The number of people who have been forced to flee their homes by conflict and crisis has climbed to 50 million for the first time since WWII, the United Nations has reported. Half of those forced to flee are children.
In an annual trends report, the United Nations High Commission for Refugees (UNHCR) announced on Friday that the total number of forcibly displaced people had topped 51.2 million by the end of the 2013, an increase of 6 million from the previous year.
"We are really facing a quantum leap, an enormous increase of forced displacement in our world," UN High Commissioner for Refugees Antonio Guterres told a news briefing.
This total includes 16.7 million refugees abroad, 33.3 million displaced internally and 1.2 million asylum seekers whose applications were pending.
The civil war in Syria was largely to blame for the increase, according to the report. Since March 2011, 2.5 million people have fled Syria, with a further 6.5 million people internally displaced.

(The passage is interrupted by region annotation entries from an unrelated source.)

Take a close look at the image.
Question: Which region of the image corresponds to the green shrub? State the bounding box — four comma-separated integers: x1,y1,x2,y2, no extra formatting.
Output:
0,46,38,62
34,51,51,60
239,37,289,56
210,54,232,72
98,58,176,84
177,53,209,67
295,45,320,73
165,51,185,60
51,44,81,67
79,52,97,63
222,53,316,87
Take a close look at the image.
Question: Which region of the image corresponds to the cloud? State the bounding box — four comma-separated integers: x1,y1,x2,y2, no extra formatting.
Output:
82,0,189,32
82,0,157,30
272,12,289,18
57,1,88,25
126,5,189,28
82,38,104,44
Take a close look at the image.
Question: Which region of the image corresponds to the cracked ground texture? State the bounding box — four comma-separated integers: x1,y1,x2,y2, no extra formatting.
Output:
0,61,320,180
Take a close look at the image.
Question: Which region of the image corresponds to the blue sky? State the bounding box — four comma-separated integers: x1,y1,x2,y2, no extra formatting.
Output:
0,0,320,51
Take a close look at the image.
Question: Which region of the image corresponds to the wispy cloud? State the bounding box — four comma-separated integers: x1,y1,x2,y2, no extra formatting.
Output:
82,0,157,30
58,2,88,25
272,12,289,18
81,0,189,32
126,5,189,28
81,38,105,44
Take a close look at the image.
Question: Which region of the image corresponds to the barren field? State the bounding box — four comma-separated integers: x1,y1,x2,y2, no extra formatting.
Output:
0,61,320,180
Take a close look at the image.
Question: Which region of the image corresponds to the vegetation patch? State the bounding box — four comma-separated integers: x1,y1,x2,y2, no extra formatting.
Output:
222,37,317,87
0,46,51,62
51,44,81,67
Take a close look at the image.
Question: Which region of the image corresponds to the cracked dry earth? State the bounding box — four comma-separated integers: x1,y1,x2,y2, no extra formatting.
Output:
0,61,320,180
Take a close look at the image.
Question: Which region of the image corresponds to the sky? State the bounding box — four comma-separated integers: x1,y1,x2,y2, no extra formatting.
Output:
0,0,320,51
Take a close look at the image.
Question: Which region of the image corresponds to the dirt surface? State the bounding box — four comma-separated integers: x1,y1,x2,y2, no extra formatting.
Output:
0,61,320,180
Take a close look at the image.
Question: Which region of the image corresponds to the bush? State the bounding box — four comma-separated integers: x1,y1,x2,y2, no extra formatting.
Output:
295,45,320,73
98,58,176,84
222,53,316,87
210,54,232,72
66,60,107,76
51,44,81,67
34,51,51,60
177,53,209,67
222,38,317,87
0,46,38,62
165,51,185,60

"We are seeing here the immense costs of not ending war, of failing to resolve or prevent conflict," Guterres said. "We see the Security Council paralyzed in many crucial crises around the world."
The report also cited new crises in South Sudan, the Central African Republic, Ukraine and Iraq that have forced more people from their homes.
Overall, the biggest refugee populations under UNHCR responsibility came from Afghanistan, Syrian and Somalia, who together form over half the global total.
Refugees flee to developing world
The report also said the majority of refugees have found shelter in developing countries. The world's top refugee hosts were Pakistan, Iran and Lebanon.
"Usually in the debate in the developed world, there is this idea that refugees are all fleeing north and that the objective is not exactly to find protection but to find a better life," he said. "The truth is that 86 percent of the world's refugees live in the developing world," he added.
Meanwhile, out of the more than 1 million people who submitted asylum applications, the majority in developed countries, Germany was the largest single recipient. Germany has also pledged to resettle more than 25,500 Syrians.
Underlining the stark nature of the international conflicts, a record 25,300 unaccompanied children lodged asylum applications in 77 countries in 2013.
"We see a growing number of unaccompanied minors on all routes. We see them in the Mediterranean routes, we see them in the Caribbean route, through Mexico to the United States, we see them in the Afghan route into Iran, into Turkey, into Europe," Guterres said. "We see them everywhere."